World Rugby s’est ainsi appuyé sur un certain nombre de spécialistes et sur 10 de ses fédérations, dont les pays sont concernés à divers degrés par les effets du changement climatique : Argentine, Australie, Angleterre, Fidji, France, Inde, Japon, Nouvelle-Zélande, Afrique du Sud et Etats-Unis.

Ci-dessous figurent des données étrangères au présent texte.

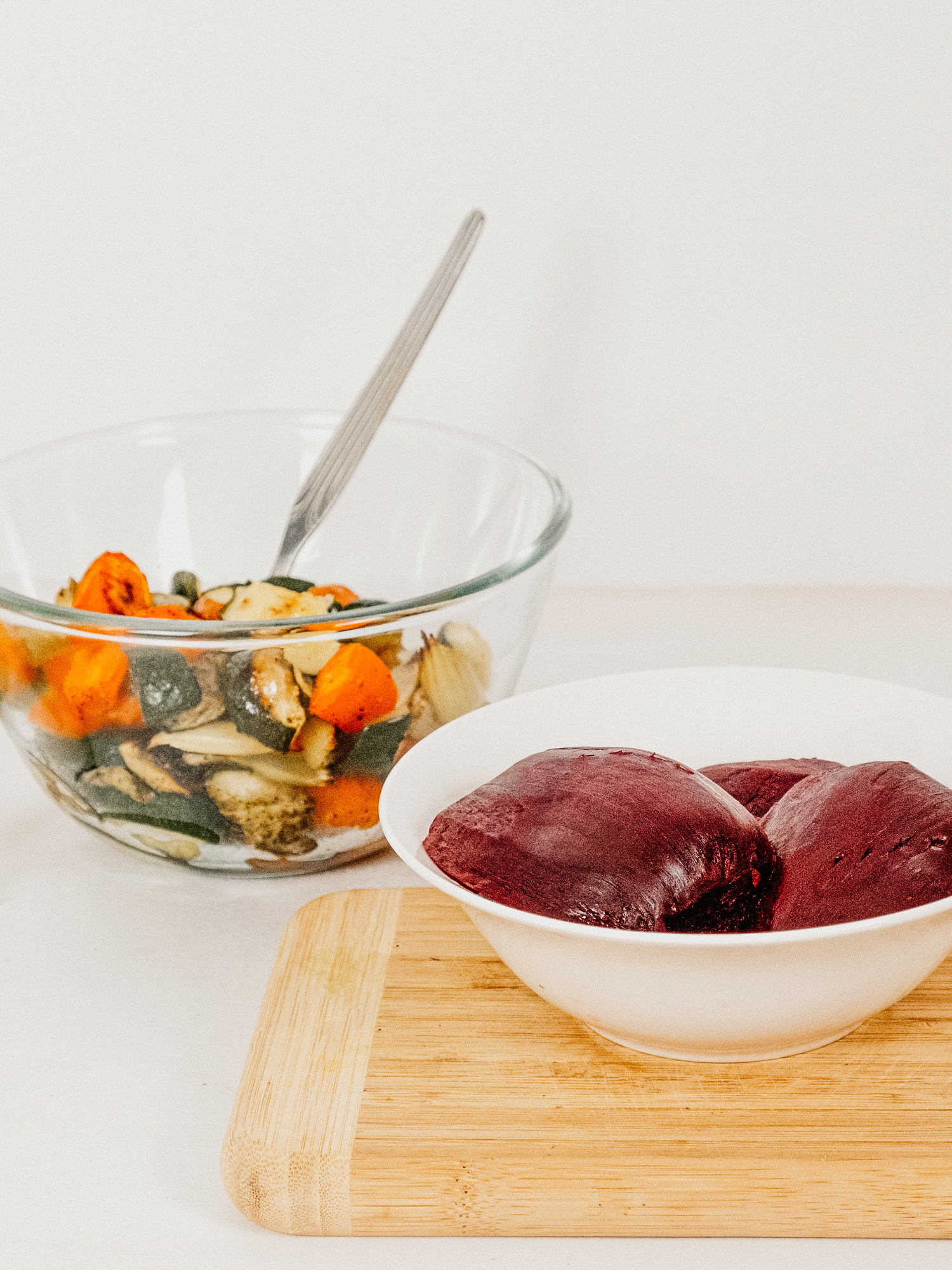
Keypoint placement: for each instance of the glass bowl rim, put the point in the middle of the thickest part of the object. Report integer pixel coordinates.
(371, 615)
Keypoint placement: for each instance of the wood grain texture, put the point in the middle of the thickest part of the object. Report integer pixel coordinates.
(488, 1112)
(288, 1150)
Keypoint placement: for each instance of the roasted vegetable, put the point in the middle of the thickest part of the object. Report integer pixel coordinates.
(290, 584)
(277, 689)
(345, 596)
(466, 639)
(86, 683)
(387, 647)
(39, 646)
(309, 658)
(354, 689)
(286, 769)
(171, 843)
(166, 685)
(246, 708)
(261, 601)
(120, 779)
(211, 605)
(105, 746)
(149, 770)
(16, 667)
(175, 613)
(197, 816)
(317, 742)
(221, 740)
(112, 585)
(206, 670)
(375, 750)
(270, 815)
(450, 681)
(185, 584)
(351, 802)
(406, 678)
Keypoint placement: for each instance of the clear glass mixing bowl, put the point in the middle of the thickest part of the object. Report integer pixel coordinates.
(451, 539)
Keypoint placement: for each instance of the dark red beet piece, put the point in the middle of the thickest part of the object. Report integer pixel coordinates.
(861, 843)
(610, 838)
(764, 782)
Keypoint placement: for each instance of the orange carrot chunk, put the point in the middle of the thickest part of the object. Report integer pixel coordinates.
(355, 688)
(343, 595)
(16, 667)
(351, 802)
(114, 585)
(176, 612)
(86, 684)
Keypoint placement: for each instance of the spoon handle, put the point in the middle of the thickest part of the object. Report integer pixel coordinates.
(343, 453)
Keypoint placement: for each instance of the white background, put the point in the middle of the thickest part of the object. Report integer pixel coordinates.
(714, 290)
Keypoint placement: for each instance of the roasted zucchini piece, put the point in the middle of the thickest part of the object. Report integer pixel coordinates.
(246, 707)
(290, 584)
(375, 749)
(197, 816)
(164, 684)
(185, 584)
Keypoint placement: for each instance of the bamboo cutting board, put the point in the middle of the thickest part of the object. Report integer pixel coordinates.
(403, 1081)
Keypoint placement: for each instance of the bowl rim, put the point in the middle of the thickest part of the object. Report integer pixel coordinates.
(426, 868)
(371, 615)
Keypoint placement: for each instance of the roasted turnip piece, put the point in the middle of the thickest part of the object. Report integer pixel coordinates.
(861, 843)
(271, 816)
(611, 838)
(764, 782)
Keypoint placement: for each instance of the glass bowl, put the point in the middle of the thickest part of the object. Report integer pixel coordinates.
(172, 742)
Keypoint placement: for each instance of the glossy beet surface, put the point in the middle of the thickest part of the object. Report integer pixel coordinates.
(764, 782)
(861, 843)
(610, 838)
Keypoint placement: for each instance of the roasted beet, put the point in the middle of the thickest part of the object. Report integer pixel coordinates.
(764, 782)
(611, 838)
(861, 843)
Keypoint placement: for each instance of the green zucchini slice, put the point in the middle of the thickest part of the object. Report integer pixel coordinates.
(290, 584)
(197, 816)
(375, 749)
(247, 711)
(164, 684)
(185, 584)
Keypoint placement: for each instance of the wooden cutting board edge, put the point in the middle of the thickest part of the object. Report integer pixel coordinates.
(294, 1131)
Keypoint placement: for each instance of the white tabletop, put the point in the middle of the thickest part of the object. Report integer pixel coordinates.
(131, 987)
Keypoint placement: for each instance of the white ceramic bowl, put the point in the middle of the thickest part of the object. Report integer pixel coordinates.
(708, 998)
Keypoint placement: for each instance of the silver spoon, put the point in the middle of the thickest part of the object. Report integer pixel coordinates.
(337, 464)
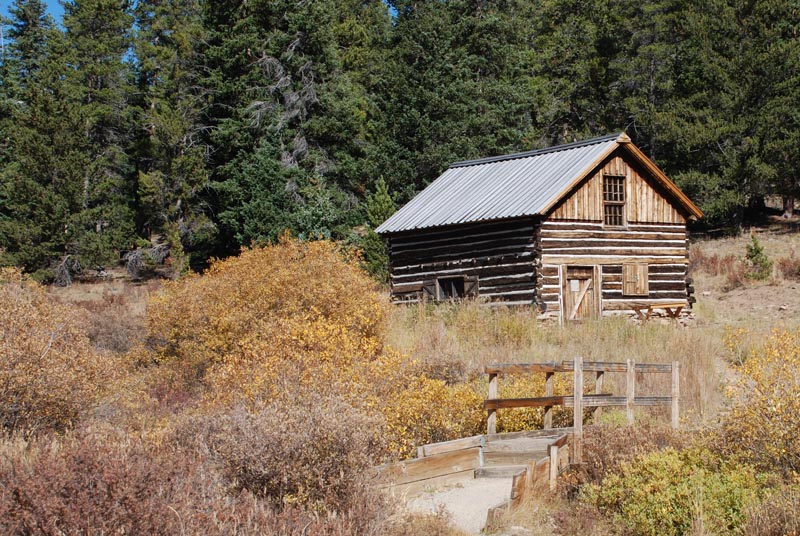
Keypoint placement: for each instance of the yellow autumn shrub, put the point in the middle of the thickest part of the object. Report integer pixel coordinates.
(293, 315)
(302, 317)
(49, 372)
(763, 423)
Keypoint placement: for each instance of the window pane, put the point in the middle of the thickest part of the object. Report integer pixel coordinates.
(613, 189)
(613, 215)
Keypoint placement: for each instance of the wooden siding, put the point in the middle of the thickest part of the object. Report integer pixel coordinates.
(500, 254)
(644, 202)
(662, 247)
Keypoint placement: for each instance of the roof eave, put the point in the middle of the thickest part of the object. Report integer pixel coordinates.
(694, 211)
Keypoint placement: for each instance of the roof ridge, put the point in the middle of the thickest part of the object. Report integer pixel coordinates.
(536, 152)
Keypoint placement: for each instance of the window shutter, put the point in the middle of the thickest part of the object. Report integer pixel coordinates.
(635, 280)
(471, 286)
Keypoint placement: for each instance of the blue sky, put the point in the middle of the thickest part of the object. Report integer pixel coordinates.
(53, 6)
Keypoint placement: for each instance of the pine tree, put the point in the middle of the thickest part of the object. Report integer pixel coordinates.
(456, 86)
(97, 81)
(170, 150)
(293, 121)
(375, 249)
(34, 189)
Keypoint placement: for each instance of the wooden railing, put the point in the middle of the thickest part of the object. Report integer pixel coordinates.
(579, 399)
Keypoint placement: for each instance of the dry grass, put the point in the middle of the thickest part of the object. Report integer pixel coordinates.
(465, 338)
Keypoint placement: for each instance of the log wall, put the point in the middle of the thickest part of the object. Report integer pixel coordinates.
(645, 202)
(500, 254)
(663, 247)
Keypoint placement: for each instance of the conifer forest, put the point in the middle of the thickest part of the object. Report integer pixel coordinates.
(206, 126)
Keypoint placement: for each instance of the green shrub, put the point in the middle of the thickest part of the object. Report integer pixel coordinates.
(760, 267)
(672, 493)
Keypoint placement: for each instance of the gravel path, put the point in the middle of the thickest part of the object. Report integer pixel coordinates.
(467, 503)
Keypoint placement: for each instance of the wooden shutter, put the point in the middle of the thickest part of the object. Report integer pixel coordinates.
(634, 280)
(470, 286)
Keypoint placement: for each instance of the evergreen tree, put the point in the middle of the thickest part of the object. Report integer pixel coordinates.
(97, 81)
(375, 249)
(292, 119)
(34, 189)
(170, 150)
(457, 86)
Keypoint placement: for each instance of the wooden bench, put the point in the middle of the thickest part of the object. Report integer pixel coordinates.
(645, 310)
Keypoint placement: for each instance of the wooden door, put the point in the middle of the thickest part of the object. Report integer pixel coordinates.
(579, 292)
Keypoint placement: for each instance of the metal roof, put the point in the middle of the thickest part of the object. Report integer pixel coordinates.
(522, 184)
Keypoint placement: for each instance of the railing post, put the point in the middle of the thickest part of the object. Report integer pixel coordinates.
(553, 467)
(598, 390)
(630, 385)
(548, 391)
(491, 421)
(577, 414)
(676, 377)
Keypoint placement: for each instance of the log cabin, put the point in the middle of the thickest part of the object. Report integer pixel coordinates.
(577, 231)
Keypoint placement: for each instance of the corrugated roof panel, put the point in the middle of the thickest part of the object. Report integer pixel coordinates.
(496, 188)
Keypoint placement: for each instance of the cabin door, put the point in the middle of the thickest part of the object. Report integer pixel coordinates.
(579, 292)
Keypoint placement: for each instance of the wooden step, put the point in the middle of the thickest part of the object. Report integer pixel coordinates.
(492, 459)
(499, 471)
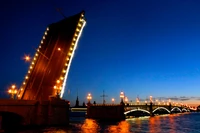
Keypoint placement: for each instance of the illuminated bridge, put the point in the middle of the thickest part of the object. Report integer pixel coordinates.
(121, 111)
(49, 68)
(39, 97)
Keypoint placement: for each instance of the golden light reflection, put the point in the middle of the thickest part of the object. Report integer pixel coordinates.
(172, 123)
(122, 127)
(90, 126)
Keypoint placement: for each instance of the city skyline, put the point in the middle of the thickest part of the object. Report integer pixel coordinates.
(144, 49)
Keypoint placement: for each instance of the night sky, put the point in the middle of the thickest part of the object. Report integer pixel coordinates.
(141, 47)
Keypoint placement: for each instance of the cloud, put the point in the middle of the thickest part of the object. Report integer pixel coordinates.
(181, 98)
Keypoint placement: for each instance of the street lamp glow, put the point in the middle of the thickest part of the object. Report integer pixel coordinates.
(58, 81)
(121, 94)
(126, 99)
(27, 58)
(113, 100)
(12, 91)
(151, 99)
(89, 97)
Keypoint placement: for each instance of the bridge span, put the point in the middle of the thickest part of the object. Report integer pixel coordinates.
(120, 111)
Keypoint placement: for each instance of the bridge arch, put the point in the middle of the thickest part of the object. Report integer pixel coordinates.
(10, 120)
(161, 108)
(136, 110)
(176, 108)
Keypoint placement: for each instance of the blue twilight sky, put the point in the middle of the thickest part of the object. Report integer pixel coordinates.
(141, 47)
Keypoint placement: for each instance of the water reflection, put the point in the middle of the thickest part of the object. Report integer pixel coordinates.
(180, 123)
(121, 127)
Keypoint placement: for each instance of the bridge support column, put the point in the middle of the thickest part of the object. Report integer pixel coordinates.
(170, 108)
(151, 109)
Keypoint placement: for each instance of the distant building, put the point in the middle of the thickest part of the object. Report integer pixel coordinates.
(77, 102)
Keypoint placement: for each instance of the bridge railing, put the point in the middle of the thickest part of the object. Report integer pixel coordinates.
(105, 104)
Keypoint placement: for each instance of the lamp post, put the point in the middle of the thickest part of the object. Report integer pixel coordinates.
(27, 58)
(145, 102)
(151, 99)
(89, 97)
(122, 96)
(58, 88)
(113, 100)
(12, 91)
(126, 100)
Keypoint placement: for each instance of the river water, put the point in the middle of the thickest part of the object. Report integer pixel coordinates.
(176, 123)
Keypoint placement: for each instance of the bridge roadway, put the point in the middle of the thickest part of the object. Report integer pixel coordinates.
(14, 113)
(108, 110)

Au moins 10 jours de moins par an sans pratique du rugby
Très concrètement, le rapport exprime un certain nombre de statistiques assez préoccupantes pour l’avenir du rugby. 6 des 10 nations étudiées seront confrontées à 10 jours supplémentaires ou plus durant lesquels la pratique du rugby ne sera pas recommandé, voire même impossible en raison de températures dépassant les 35°C. L’augmentation de la fréquence et de l’intensité des fortes précipitations et des crues soudaines va toucher 8 nations sur 10, alors que l’augmentation de la fréquence et de l’intensité des sécheresses touchera 5 pays sur les 10 étudiés.
Autre point : les stades. 11% des 111 stades étudiés sont exposés à un risque annuel de submersion, dans un monde à +2°C. 30% des 111 stades devront faire face à l’augmentation de la fréquence et de l’intensité des tempêtes et des cyclones.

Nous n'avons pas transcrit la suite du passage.